Qualcuno dirà: “Va be’, che c’è di strano? Il detentore originario del marchio sta seguendo il suo investimento” oppure “L’avranno prezzolato per fare un po’ di réclame e ravvivare le vendite” o ancora “È ovvio che Lugli collabori con i suoi soci inglesi!”.

Già… se non fosse che, al contrario, proprio i succitati signori Salimian, quando un paio d’anni fa sono stati contattati nella “pia illusione” che avrebbero potuto attivarsi per indurre i “morosi coniugi” a rappezzare un po’ dei disastri che si erano lasciati alle spalle, non solo hanno fatto spallucce, ma addirittura hanno negato di avere alcunché a che fare con Claudio Lugli! Si sono spinti fino ad affermare che non lo conoscono!

Chissà se poi Claudio è veramente andato a Londra dai suoi (di fatto) soci inglesi. A giudicare dalla pagine Facebook sua e di Renata e soprattutto da quella della “Claudio Lugli Shirts”, al roboante annuncio non c’è stato alcun seguito. Per lo meno nessun seguito che fosse degno di qualche festeggiamento. Nemmeno sulla loro pagina Twitter ce n’è traccia (anche se, per la verità, questa è stata aperta appena dopo quel fine settimana).

Chissà, forse Claudio non aveva i soldi per pagarsi il biglietto aereo e i suoi soci si sono dimenticati di farglielo? O forse le prenotazioni non sono state propriamente un fiume in piena? Non è dato sapere…

E così risuona una vecchia canzone: Pinocchio… ma dove vai…



Cesare


domenica 21 settembre 2014

LA SOCIETÀ FALLITA DI CLAUDIO LUGLI E L’ATTUALE “CLAUDIO LUGLI SHIRTS” IN UK

Letteralmente, l’utopia sarebbe un “non luogo” in cui dimorano i sogni e l’immaginazione.

Forse la speranza che un giorno Claudio Lugli e sua moglie Renata Fruscella paghino i loro debiti non morirà mai, anche se la sopravvivenza di tali pensieri rimarrà relegata a quell’iperuranico “non-luogo”.

Eppure, resta evidente che l’attività di Lugli in Inghilterra è ben avviata.
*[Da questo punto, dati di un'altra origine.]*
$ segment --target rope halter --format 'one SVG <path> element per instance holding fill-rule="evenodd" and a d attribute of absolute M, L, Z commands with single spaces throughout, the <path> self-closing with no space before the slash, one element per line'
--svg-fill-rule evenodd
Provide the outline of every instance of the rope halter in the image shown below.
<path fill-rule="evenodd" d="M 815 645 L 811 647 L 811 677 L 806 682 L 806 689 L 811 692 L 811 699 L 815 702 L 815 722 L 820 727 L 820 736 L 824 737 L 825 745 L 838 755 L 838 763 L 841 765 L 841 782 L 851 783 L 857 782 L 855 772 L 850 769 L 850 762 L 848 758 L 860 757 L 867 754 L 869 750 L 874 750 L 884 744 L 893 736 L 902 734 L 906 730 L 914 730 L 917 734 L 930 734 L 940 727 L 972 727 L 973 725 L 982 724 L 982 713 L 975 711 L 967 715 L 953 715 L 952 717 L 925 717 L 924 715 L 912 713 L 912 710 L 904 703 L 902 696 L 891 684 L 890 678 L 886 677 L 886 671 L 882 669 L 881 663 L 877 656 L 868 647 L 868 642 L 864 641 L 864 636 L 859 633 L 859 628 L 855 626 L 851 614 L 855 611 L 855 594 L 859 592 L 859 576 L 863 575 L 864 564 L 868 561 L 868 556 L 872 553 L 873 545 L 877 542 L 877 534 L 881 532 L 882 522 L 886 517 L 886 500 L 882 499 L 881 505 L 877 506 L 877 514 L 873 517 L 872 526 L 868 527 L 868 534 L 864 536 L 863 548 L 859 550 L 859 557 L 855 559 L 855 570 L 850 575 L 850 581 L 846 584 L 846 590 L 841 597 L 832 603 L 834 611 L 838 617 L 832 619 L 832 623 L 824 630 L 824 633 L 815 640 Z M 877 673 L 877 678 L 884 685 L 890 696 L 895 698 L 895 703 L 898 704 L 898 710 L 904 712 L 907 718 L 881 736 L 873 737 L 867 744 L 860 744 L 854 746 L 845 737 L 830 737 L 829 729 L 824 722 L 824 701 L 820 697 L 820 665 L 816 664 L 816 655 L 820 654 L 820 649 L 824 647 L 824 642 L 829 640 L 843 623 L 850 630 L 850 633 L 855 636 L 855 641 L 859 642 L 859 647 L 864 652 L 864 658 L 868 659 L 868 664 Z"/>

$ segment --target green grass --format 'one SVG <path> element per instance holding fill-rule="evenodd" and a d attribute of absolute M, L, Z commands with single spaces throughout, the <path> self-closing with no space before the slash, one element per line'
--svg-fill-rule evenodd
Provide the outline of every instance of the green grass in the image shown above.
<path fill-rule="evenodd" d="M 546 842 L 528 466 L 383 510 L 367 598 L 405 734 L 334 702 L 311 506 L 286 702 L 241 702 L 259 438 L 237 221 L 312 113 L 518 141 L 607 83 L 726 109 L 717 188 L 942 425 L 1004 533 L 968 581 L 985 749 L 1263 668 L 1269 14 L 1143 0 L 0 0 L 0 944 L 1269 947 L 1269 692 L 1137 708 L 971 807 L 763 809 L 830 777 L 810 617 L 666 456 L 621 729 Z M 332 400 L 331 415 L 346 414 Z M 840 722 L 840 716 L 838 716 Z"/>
E a chiunque si domandi se tale attività inglese sia effettivamente un’estensione o una prosecuzione del marchio Claudio Lugli, rispondono facilmente le banche dati pubbliche.

Gli articoli della “Claudio Lugli Shirts” sono chiaramente etichettati nel modo che si nota dalla loro stessa réclame presente sul Web:




oppure negli stand che tengono agli eventi o alle sfilate di moda:




o anche sulla loro pagina Facebook:




Il marchio è infatti regolarmente registrato come mostra quest’immagine:



Eppure questo marchio d’impresa è esattamente lo stesso tuttora attivo in Italia, ossia il logo “Claudio Lugli” con il pegaso come pincipale caratteristica, originariamente depositato in data 30 Settembre 1986 a Brescia e attivo sin dal 13 Aprile 1987 con il codice ID 0000477981.

Ma in definitiva: questa ditta inglese dovrà subire la stessa sorte delle altre aziende di Lugli in Italia, tutte in bancarotta?